In this context, Tether minting $1 billion $USDT on Ethereum [$ETH] significantly shifts liquidity weight back towards $ETH rails.


Source: DeFiLlama

As a result, the monthly supply growth of $USDT on TRON [TRX] has increased by 0.44% compared to Ethereum’s 3.19%, further narrowing the gap. However, the real indicator lies in on-chain activity.

AMBCrypto recently highlighted that Ethereum witnessed over 200 million in transaction volume in Q1, marking its busiest quarter yet.

Looking at stablecoin flows, this is not an isolated incident. USDC usage on Ethereum reached an all-time high in March, with monthly volume exceeding $1.8 trillion, while Tether’s USAT experienced a 714% market cap surge in a single month.

In essence, robust stablecoin inflows have directly contributed to Ethereum’s on-chain activity.

This leads us to the $1 billion recently minted by Tether.

Could this be an early signal of a similar network shift for Ethereum’s Q2 usage, further solidifying its position in the DeFi ecosystem? Notably, considering broader factors, the impact seems to extend beyond just DeFi.

Stablecoin Inflows Bolster Ethereum’s Market Position

The rally in March may be setting a clear path for Ethereum’s future trajectory.

At a macro level, the volatility linked to the Iran-U.S. conflict continues to keep investors cautious, prolonging the risk-off sentiment witnessed earlier in the quarter.

Despite this, Ethereum concluded March with significant stablecoin inflows, with nearly 35% of the network’s 200 million transaction volume occurring in that month alone.

These inflows have implications beyond on-chain metrics. As shown in the chart below, March was Ethereum’s only bullish month in Q1, with $ETH delivering a 6.97% monthly ROI.

The key point to note is that this performance was almost 3.8 times higher than Bitcoin’s $BTC, following two consecutive months of $ETH underperforming $BTC.


Source: Coinglass

Essentially, stablecoin flows not only boosted DeFi activity but also translated into technical strength. The $ETH/$BTC ratio closed March with a 5.15% increase, marking its strongest monthly move since August 2025. According to AMBCrypto, Tether’s $1 billion $USDT mint on Ethereum begins to hold significance beyond mere liquidity growth.
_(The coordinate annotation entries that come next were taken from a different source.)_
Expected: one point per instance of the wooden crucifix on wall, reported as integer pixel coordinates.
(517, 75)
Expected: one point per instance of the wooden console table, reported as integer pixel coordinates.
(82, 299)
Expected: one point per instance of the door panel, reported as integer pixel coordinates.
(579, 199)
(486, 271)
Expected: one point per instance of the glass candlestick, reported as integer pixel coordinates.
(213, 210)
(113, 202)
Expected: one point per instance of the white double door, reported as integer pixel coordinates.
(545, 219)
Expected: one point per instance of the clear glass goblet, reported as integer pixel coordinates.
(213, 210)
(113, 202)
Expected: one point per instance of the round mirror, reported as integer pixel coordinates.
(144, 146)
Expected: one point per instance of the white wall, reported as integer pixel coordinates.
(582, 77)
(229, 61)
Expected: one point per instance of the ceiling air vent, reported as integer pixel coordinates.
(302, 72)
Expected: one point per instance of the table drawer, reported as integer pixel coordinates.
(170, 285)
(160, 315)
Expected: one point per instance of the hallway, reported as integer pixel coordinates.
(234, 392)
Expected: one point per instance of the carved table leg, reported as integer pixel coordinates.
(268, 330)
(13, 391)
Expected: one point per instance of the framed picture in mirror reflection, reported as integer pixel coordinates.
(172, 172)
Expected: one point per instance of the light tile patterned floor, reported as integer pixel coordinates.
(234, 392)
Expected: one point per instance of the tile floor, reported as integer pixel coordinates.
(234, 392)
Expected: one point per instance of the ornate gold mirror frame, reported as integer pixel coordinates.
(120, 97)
If this trend persists, it could pave the way for a similar outperformance in April, with robust stablecoin inflows continuing to directly impact Ethereum’s on-chain activity and relative strength against Bitcoin.


Final Summary

  • Stablecoin liquidity is returning to Ethereum, reinforcing its position as the primary settlement layer and boosting on-chain activity.
  • March showcased liquidity translating into performance, with strong stablecoin inflows aligning with $ETH’s outperformance versus Bitcoin, a trend that could extend into April.